Mu'Pol conceded lightly, "I don't know. I do know Trip has only two choices right now. He can live the rest of his life emotionally dead, or he can die on the ceremonial altar during the severing procedure. Only you can give him another option."

If only it were that simple. "It would be of no use. Even if I tried, his emotions would drive me mad. In the end. Our bond would end when I lost my sanity."

"There is another possibility."

T'Pol lifted an eyebrow.

"You could trust him."

T'Pol did not understand, and it must have shown on her face.

"You are the sun in a starless universe to him," Mu'Pol said. "Perhaps you would find that even a human could master the wildest of his emotions.
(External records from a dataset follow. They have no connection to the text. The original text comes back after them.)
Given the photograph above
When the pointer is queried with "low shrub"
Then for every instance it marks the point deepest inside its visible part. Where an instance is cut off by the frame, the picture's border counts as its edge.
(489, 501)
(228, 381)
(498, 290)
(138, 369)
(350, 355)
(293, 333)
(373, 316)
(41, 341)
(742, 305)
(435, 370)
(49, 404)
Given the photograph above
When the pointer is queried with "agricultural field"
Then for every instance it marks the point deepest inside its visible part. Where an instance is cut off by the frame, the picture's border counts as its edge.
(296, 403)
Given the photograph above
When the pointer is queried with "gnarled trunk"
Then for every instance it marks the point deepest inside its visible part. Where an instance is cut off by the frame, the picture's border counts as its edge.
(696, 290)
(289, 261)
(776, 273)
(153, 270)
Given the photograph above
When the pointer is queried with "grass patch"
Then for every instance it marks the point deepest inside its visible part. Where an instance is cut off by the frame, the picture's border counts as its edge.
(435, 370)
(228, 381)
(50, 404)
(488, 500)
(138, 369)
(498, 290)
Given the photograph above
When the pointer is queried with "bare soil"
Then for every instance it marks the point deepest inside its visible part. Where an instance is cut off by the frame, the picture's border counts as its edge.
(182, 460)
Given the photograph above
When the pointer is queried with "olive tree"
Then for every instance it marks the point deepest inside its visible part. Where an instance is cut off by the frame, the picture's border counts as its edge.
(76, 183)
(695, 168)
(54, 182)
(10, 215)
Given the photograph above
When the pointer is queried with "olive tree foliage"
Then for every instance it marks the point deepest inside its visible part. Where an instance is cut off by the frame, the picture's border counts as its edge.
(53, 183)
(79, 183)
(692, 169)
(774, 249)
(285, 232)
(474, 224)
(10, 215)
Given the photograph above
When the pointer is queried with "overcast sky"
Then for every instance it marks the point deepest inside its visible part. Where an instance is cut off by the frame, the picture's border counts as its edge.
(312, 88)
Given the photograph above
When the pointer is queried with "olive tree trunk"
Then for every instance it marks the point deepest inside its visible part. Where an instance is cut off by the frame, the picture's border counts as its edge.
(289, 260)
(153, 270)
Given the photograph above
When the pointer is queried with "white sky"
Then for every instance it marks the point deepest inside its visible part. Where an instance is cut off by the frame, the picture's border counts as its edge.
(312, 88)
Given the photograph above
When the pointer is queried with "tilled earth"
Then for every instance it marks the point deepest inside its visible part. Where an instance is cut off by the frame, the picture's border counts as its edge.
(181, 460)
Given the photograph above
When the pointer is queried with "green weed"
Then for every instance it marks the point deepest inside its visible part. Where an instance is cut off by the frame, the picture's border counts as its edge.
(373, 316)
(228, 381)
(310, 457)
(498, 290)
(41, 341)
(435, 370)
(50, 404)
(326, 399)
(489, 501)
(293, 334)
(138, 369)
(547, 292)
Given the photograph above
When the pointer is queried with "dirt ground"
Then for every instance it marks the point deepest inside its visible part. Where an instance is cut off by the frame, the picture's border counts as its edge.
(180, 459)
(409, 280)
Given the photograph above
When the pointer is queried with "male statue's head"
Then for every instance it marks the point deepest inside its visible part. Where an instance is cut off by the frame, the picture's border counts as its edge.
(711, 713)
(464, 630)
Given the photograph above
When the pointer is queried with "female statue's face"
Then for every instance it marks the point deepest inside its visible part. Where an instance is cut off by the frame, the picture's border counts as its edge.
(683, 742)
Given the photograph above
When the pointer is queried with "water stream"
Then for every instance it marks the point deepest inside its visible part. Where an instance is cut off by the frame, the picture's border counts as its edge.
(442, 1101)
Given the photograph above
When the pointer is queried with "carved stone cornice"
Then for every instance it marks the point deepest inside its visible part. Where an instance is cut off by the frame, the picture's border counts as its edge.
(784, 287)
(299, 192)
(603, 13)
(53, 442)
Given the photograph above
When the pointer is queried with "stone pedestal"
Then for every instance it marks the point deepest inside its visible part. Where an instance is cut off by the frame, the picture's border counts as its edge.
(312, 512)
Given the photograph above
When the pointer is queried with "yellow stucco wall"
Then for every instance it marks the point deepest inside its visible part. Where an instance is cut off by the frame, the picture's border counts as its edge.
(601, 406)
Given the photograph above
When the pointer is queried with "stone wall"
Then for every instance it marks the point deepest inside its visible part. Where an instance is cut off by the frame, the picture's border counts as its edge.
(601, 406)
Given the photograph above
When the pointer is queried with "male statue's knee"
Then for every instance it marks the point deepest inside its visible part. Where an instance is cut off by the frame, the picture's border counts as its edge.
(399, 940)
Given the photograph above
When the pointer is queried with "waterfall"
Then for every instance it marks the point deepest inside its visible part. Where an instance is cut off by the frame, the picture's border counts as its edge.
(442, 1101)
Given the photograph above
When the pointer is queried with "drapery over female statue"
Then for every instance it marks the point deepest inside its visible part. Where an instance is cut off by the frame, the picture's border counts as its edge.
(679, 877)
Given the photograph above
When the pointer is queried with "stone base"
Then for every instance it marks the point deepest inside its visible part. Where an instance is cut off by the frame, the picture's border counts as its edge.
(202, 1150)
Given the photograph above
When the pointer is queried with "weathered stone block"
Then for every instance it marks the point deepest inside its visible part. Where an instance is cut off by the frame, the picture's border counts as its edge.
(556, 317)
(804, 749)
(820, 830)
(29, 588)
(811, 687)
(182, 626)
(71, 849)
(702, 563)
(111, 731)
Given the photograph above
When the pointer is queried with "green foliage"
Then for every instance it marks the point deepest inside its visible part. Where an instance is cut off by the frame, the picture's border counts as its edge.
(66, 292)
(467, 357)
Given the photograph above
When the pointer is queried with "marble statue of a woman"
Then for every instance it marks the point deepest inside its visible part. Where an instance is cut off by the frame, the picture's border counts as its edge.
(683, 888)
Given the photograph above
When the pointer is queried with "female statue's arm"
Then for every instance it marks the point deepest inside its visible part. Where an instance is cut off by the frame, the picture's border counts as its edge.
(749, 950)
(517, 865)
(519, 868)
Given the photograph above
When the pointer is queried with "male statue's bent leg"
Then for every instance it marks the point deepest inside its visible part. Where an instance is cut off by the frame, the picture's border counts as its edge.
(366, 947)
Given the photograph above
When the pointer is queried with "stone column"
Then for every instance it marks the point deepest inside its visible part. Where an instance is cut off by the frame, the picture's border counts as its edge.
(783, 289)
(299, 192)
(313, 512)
Perhaps Trip could tame the tiger to protect you."

"Or his emotions would destroy me."

"Or that." Her vocal inflections suggested that one was just like the other to her.

T'Pol found herself back at the beginning, afraid to let Trip go and terrified to be with him.

Mu'Pol moved toward the door to leave. "It seems to me you must decide how important Trip is to you. Running, by way of severing the bond, is not the way to save him. If that was ever truly your intention. So what will you do?" Without waiting for an answer, Mu'Pol opened the door and left.

T'Pol found herself sitting on her bed without having even been aware of moving toward it. Her thoughts were a jumble. Mu'Pol had taken what seemed like the right decision and made it just as wrong as any other. Doubt and desperation, which she had thought to have lain to rest with a very logical decision, were back with a vengeance.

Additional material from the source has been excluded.